"I can take most of the burden off you now. You know I learned a good deal about illness when I was with Doctor Faraday."

"Yes, you'll be a comfort, I know, but you're going back again as soon as your father begins to mend, ain't you?"

Dorinda shook her head with a smile, which, she told herself, looked braver than it felt. "No, I'm not going back. I'd sooner stay here and try to make something out of the farm. A thousand acres of land ought not to be allowed to run to broomsedge like an old field."

"Heaven knows we've tried, daughter. Nobody ever worked harder than your father, and whatever came of it?"

"Poor Pa. I know, but he came after the war when there wasn't any money or any labourers."

She told of the money Doctor Faraday would lend her, and of the hotel in Washington which would take all the butter she could make. "But it must be as good as the best," she explained, with a laugh. "I'm going over to Green Acres to buy seven Jersey cows.
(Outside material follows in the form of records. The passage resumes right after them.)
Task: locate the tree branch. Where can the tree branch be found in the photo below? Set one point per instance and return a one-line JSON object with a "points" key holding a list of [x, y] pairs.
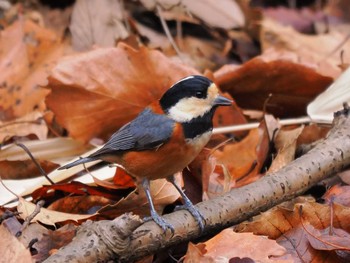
{"points": [[328, 156]]}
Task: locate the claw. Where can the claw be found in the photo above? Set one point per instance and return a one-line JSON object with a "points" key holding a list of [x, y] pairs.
{"points": [[189, 206], [154, 215]]}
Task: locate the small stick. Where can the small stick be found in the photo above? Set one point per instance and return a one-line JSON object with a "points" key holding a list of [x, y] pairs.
{"points": [[36, 211], [167, 32]]}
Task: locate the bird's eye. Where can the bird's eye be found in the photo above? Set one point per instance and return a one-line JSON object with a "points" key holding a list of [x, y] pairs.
{"points": [[200, 94]]}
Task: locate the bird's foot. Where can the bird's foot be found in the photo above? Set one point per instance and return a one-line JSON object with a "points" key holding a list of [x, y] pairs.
{"points": [[194, 212], [160, 222]]}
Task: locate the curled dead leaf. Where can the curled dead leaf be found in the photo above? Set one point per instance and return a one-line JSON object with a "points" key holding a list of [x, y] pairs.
{"points": [[95, 93]]}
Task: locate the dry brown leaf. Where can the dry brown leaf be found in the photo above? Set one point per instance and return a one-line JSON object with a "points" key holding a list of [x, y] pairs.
{"points": [[302, 20], [226, 15], [97, 23], [163, 193], [243, 160], [298, 246], [24, 169], [327, 239], [312, 133], [95, 93], [48, 240], [229, 245], [276, 73], [338, 194], [79, 204], [47, 216], [323, 50], [285, 144], [12, 250], [32, 123], [285, 217], [24, 66]]}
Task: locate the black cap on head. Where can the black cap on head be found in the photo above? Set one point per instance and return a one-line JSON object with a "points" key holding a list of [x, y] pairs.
{"points": [[191, 86]]}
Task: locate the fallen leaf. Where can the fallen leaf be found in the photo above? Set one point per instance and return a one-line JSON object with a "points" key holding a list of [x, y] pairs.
{"points": [[32, 123], [84, 204], [226, 15], [302, 20], [47, 216], [48, 240], [328, 238], [298, 246], [272, 73], [116, 83], [338, 194], [163, 193], [76, 188], [107, 28], [323, 50], [24, 67], [285, 144], [122, 179], [243, 160], [13, 250], [228, 245], [283, 218], [24, 169]]}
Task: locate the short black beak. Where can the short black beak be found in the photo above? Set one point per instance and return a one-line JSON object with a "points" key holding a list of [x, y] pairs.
{"points": [[222, 101]]}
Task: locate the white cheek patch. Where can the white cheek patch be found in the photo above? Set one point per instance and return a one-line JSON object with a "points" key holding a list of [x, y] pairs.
{"points": [[200, 141], [189, 77], [190, 108]]}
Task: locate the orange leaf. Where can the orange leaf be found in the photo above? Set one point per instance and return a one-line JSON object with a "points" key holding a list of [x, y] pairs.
{"points": [[95, 93], [229, 244], [252, 83], [24, 67]]}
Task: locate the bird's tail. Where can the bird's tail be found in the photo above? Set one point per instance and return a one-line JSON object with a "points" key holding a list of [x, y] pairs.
{"points": [[80, 161]]}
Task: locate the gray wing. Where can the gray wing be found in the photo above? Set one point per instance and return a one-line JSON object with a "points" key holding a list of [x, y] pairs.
{"points": [[147, 131]]}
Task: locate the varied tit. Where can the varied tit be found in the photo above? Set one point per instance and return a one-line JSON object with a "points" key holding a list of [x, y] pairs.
{"points": [[165, 138]]}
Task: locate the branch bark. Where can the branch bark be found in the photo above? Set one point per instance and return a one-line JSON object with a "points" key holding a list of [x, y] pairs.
{"points": [[326, 158]]}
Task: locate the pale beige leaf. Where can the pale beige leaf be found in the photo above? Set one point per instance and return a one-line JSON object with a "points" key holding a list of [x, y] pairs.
{"points": [[229, 244], [331, 100], [323, 50], [224, 14]]}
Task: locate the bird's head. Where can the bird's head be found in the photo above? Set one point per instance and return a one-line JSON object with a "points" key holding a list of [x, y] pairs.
{"points": [[192, 97]]}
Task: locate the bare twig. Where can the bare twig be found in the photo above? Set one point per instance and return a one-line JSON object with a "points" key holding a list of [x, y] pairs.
{"points": [[326, 158], [36, 211], [35, 161]]}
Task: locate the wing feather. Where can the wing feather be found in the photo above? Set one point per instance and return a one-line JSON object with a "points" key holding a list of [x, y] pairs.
{"points": [[147, 131]]}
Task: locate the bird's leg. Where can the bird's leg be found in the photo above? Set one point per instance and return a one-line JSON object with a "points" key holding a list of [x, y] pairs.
{"points": [[188, 205], [154, 215]]}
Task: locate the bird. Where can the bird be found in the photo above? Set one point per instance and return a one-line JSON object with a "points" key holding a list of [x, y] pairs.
{"points": [[164, 139]]}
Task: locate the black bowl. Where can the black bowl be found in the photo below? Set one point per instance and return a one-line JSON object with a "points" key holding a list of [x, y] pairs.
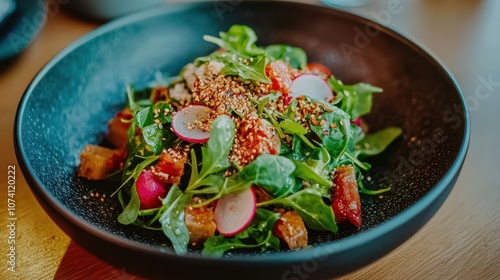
{"points": [[69, 102]]}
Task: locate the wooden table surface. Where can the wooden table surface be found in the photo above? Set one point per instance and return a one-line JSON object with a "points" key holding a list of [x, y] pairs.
{"points": [[462, 241]]}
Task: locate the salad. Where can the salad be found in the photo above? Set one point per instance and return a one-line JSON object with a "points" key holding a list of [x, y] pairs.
{"points": [[248, 147]]}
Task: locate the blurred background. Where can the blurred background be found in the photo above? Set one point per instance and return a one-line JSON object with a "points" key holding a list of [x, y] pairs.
{"points": [[460, 242]]}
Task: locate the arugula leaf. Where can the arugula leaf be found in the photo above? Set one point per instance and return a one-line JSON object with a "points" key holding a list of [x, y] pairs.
{"points": [[308, 173], [158, 138], [148, 115], [215, 154], [310, 206], [254, 69], [356, 99], [172, 219], [335, 132], [295, 57], [131, 211], [239, 38], [257, 234], [271, 172], [377, 142], [265, 99], [292, 127]]}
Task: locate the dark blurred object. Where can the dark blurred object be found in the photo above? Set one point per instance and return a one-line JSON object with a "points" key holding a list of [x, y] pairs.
{"points": [[20, 22], [7, 8], [105, 10]]}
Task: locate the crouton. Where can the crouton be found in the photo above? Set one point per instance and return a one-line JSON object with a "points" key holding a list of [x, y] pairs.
{"points": [[96, 162], [291, 228], [170, 166], [118, 128]]}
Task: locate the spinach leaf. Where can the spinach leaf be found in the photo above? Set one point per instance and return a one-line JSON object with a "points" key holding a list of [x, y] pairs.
{"points": [[257, 234], [307, 172], [295, 57], [172, 219], [377, 142], [271, 172], [161, 111], [265, 99], [215, 154], [335, 131], [311, 207], [158, 137], [292, 127], [356, 99], [239, 38], [254, 69]]}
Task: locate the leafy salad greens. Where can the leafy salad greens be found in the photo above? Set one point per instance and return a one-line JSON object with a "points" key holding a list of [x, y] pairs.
{"points": [[239, 147]]}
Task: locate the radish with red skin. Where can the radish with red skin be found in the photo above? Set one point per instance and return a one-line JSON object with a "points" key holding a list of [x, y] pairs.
{"points": [[311, 86], [149, 190], [235, 211], [189, 116]]}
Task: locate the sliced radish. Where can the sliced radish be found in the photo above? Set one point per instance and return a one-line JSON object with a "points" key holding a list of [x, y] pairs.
{"points": [[312, 86], [149, 190], [186, 123], [235, 211]]}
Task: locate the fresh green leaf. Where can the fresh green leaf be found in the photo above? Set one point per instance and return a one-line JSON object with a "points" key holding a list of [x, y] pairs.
{"points": [[306, 172], [271, 172], [292, 127], [253, 70], [215, 154], [334, 129], [158, 137], [356, 99], [257, 235], [295, 57], [239, 38], [172, 219], [311, 207], [160, 111], [265, 99], [377, 142]]}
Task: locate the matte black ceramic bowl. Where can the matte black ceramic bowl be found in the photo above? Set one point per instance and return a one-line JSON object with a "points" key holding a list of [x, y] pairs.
{"points": [[70, 101]]}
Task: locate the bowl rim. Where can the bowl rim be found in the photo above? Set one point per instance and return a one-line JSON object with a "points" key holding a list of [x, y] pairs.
{"points": [[336, 246]]}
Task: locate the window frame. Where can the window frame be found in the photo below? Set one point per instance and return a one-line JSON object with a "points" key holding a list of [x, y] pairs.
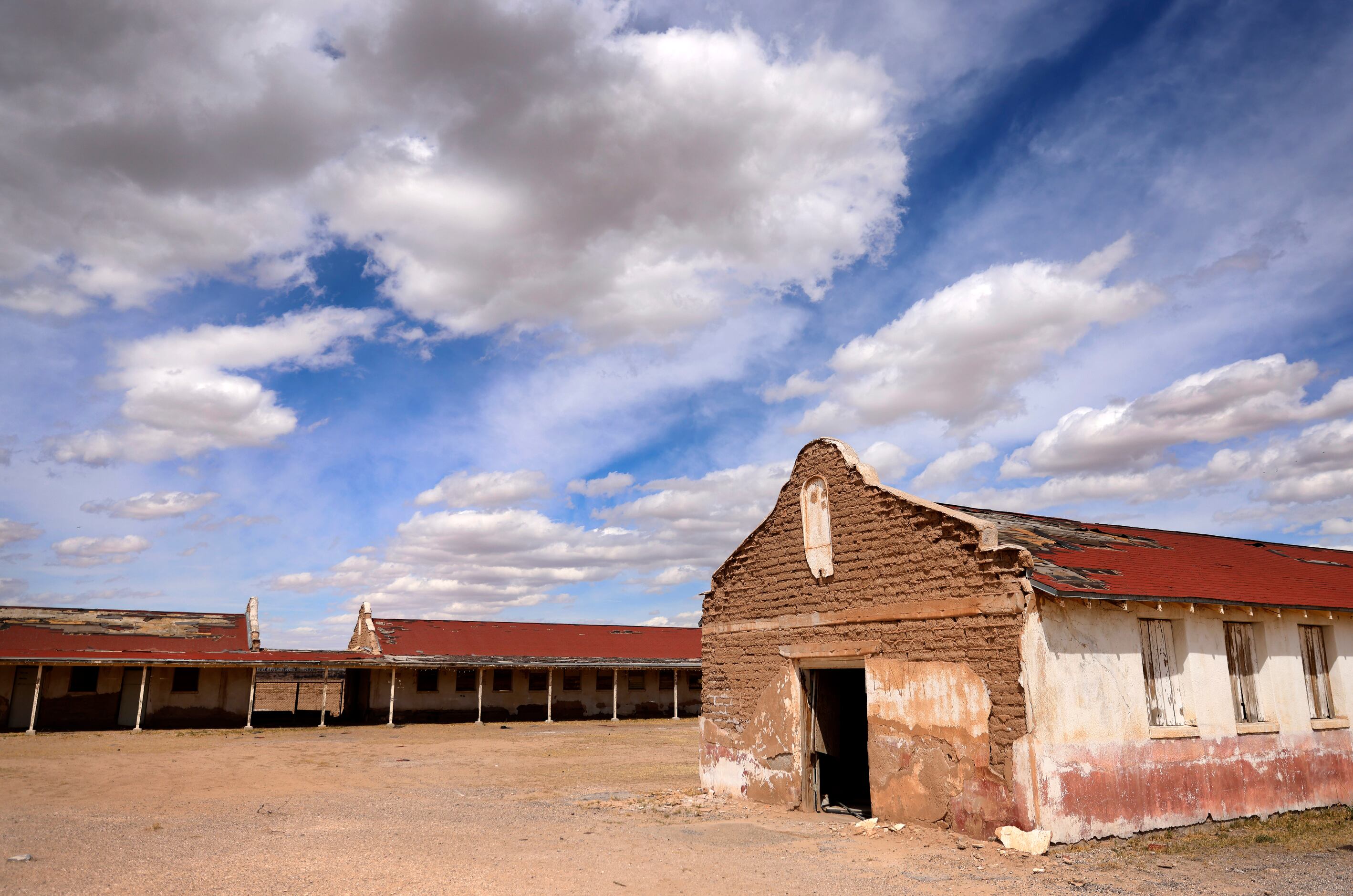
{"points": [[83, 670], [1163, 675], [1316, 654], [1242, 667], [421, 678]]}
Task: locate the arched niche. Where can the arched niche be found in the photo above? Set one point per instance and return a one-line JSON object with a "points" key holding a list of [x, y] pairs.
{"points": [[818, 527]]}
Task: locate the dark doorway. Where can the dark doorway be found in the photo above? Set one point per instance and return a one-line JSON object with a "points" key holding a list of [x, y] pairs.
{"points": [[839, 759]]}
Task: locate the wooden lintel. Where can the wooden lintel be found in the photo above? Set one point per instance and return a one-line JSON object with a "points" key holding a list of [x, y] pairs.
{"points": [[911, 611], [830, 650]]}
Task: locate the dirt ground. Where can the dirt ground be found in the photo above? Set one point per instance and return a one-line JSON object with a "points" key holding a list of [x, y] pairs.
{"points": [[554, 809]]}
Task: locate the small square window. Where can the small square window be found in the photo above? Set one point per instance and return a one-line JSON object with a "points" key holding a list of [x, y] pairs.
{"points": [[1164, 689], [186, 681], [84, 680], [1240, 662], [1317, 672]]}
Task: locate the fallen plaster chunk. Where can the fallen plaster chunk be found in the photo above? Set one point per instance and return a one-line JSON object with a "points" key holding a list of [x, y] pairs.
{"points": [[1034, 842]]}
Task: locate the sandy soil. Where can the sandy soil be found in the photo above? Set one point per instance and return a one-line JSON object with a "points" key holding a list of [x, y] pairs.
{"points": [[558, 809]]}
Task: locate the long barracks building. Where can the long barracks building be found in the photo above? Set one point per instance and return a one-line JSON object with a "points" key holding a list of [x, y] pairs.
{"points": [[91, 669]]}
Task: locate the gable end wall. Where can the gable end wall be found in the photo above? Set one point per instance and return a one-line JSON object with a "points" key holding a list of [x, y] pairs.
{"points": [[889, 552]]}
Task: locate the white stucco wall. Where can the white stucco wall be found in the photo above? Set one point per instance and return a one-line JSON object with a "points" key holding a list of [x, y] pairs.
{"points": [[594, 703]]}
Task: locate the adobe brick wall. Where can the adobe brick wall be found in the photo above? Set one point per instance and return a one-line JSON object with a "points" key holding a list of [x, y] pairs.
{"points": [[888, 552]]}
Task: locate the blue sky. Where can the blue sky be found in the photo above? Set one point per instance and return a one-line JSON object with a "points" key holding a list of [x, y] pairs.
{"points": [[523, 311]]}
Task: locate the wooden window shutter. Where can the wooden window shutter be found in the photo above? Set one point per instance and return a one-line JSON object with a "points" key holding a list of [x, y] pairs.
{"points": [[1164, 692], [1240, 661], [1317, 673]]}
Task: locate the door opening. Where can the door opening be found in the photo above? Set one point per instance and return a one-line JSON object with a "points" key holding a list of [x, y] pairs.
{"points": [[839, 750], [22, 696], [130, 699]]}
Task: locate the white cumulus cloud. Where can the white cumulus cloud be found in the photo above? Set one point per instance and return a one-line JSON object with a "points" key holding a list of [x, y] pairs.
{"points": [[99, 552], [152, 505], [604, 486], [479, 562], [508, 166], [486, 489], [183, 396], [1237, 400], [953, 465], [886, 459], [12, 531], [962, 354]]}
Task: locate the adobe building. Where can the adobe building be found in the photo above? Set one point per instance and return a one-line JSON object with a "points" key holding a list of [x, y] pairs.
{"points": [[65, 669], [866, 650], [458, 670], [94, 669]]}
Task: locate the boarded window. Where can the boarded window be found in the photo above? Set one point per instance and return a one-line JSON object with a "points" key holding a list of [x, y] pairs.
{"points": [[84, 680], [1164, 692], [1317, 672], [818, 527], [185, 681], [1240, 661]]}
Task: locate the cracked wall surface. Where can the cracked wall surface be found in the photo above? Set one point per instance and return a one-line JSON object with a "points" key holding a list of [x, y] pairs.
{"points": [[894, 557], [1093, 767]]}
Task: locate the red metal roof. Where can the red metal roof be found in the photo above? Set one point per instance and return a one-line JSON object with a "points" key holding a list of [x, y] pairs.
{"points": [[140, 636], [536, 641], [1113, 561]]}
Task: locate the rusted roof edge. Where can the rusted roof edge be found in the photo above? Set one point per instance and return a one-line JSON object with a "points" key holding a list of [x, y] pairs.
{"points": [[1155, 599]]}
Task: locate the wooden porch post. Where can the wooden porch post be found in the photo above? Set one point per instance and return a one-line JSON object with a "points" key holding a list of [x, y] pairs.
{"points": [[37, 696], [253, 681], [324, 699], [141, 695]]}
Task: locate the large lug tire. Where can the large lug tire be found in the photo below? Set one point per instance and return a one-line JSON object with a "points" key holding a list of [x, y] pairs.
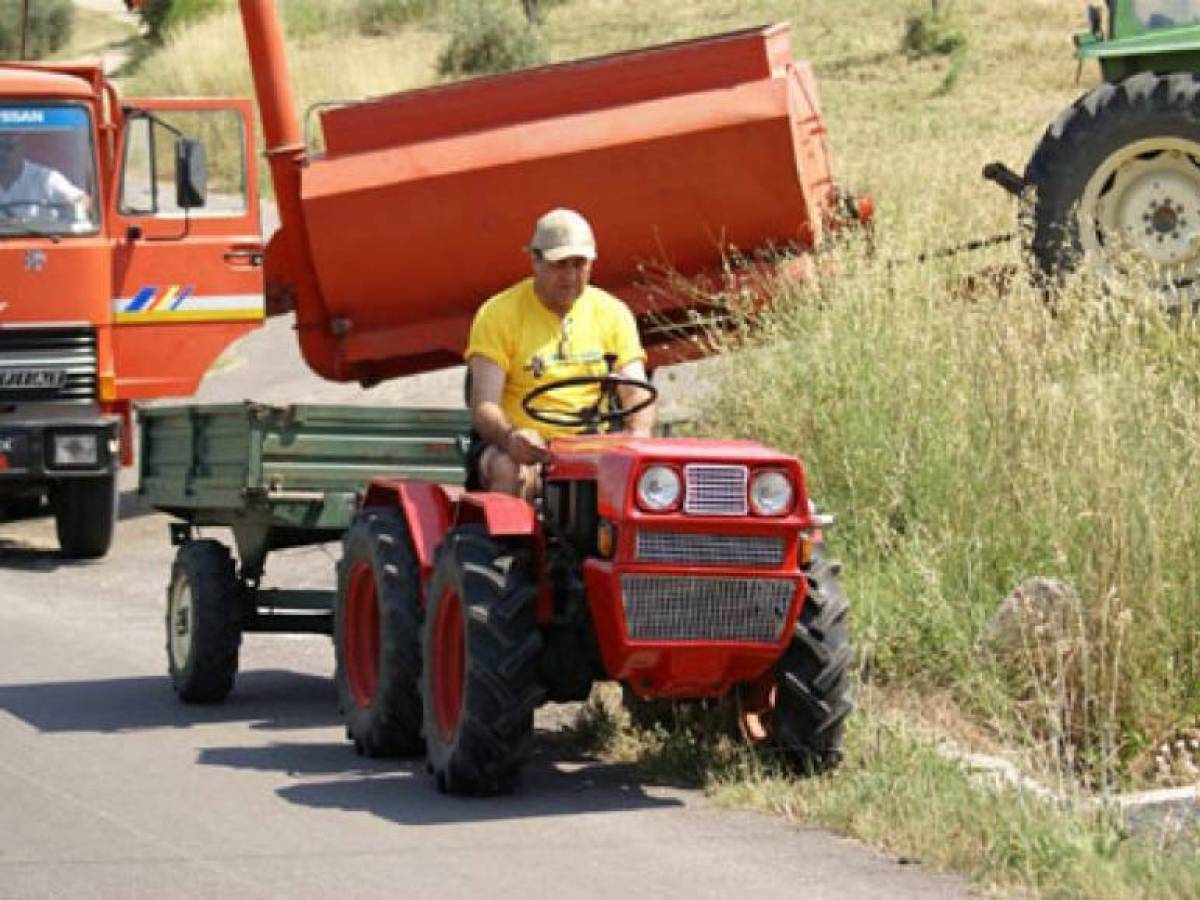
{"points": [[203, 622], [799, 708], [1116, 185], [481, 647], [84, 515], [377, 634]]}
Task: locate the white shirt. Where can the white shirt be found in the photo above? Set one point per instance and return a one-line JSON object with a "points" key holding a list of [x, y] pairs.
{"points": [[39, 184]]}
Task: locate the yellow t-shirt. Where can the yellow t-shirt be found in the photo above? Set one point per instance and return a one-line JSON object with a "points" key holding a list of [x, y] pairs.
{"points": [[534, 347]]}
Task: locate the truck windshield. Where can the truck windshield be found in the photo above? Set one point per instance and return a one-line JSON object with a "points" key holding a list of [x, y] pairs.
{"points": [[1167, 13], [47, 171]]}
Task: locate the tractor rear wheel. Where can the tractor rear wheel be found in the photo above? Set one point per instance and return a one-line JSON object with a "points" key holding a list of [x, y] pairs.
{"points": [[1116, 184], [799, 707], [377, 627], [203, 622], [481, 647]]}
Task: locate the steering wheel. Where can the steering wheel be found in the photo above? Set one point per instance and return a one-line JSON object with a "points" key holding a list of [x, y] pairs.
{"points": [[591, 418]]}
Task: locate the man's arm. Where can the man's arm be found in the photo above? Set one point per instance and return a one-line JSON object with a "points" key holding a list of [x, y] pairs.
{"points": [[486, 390], [640, 424]]}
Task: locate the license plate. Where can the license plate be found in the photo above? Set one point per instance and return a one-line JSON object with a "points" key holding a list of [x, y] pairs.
{"points": [[15, 451]]}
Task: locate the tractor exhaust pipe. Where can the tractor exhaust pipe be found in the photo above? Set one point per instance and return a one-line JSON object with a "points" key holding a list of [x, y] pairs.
{"points": [[289, 275], [1005, 177]]}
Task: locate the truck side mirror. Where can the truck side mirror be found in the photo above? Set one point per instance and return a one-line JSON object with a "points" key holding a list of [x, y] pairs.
{"points": [[191, 174]]}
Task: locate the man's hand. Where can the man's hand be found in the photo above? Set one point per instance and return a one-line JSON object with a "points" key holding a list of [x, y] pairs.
{"points": [[527, 447]]}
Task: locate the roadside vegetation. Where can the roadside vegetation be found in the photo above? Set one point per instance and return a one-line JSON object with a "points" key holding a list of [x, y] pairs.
{"points": [[51, 25], [967, 436]]}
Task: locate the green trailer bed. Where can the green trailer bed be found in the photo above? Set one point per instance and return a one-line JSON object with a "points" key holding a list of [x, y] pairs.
{"points": [[286, 477]]}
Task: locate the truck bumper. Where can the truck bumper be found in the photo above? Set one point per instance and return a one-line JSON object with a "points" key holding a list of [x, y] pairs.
{"points": [[54, 449]]}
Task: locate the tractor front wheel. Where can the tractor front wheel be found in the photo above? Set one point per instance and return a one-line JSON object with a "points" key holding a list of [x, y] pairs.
{"points": [[1116, 186], [480, 652], [798, 708], [377, 625]]}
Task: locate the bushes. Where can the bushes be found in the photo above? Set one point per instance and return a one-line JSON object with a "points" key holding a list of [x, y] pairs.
{"points": [[162, 16], [49, 28], [490, 36], [372, 18]]}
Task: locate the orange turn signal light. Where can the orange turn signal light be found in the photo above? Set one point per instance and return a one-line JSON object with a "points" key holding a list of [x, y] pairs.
{"points": [[804, 551], [606, 538]]}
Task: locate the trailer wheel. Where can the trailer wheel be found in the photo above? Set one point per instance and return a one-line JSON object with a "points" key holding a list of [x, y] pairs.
{"points": [[1116, 183], [799, 708], [481, 647], [203, 622], [377, 621], [84, 515]]}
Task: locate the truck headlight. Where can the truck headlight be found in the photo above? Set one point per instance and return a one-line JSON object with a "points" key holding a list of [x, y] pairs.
{"points": [[772, 493], [76, 450], [658, 489]]}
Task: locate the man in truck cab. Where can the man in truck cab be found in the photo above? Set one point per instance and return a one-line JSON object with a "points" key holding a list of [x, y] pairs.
{"points": [[34, 192], [547, 328]]}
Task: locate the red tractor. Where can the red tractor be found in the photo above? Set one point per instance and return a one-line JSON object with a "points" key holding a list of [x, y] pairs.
{"points": [[683, 568]]}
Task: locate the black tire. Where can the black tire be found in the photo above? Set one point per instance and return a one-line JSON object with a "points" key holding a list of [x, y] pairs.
{"points": [[377, 635], [481, 635], [203, 622], [84, 515], [811, 701], [1116, 179]]}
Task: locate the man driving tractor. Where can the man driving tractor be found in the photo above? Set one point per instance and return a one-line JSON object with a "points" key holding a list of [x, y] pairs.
{"points": [[555, 325]]}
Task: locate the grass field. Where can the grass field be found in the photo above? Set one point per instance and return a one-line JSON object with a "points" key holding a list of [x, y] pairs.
{"points": [[967, 435]]}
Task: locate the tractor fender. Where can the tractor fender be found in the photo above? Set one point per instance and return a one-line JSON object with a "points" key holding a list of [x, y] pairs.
{"points": [[427, 509], [501, 514]]}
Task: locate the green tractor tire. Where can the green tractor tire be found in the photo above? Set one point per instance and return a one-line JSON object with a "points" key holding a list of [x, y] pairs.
{"points": [[1116, 184]]}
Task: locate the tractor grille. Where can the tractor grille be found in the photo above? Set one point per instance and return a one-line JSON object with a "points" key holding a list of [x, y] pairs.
{"points": [[47, 364], [709, 550], [672, 609], [715, 490]]}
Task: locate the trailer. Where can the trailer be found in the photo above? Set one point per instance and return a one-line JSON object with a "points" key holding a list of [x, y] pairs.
{"points": [[275, 478]]}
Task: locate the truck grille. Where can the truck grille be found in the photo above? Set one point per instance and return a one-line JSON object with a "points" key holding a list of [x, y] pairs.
{"points": [[47, 364], [673, 609], [709, 549], [715, 490]]}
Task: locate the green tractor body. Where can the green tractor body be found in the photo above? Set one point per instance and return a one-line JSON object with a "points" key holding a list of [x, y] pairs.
{"points": [[1143, 36], [1115, 181]]}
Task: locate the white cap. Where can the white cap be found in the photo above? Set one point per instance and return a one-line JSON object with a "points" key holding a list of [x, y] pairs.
{"points": [[563, 233]]}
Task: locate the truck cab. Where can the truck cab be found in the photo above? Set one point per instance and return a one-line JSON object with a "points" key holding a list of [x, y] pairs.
{"points": [[130, 255]]}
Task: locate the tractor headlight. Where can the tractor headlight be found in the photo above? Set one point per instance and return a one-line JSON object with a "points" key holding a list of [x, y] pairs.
{"points": [[659, 489], [772, 493]]}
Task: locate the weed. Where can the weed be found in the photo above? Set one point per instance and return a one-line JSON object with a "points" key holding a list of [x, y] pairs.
{"points": [[486, 37], [49, 28]]}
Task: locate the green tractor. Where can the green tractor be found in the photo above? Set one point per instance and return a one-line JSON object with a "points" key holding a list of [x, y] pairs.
{"points": [[1115, 181]]}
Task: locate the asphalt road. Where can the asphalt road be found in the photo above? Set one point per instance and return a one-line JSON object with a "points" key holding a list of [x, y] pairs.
{"points": [[108, 787]]}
Seven is a lucky number for me, so I am going to start with it."

"You'll have to have some help, then."

"Not at first. Of course I'll need a boy for the barnyard, but I am going to do the milking and all the work of the dairy myself. You can help me with the skimming until we get a separator, and when Fluvanna isn't waiting on Pa, she can lend a hand at the churning."

Mrs. Oakley shook her head drearily. "You haven't tried it, Dorinda."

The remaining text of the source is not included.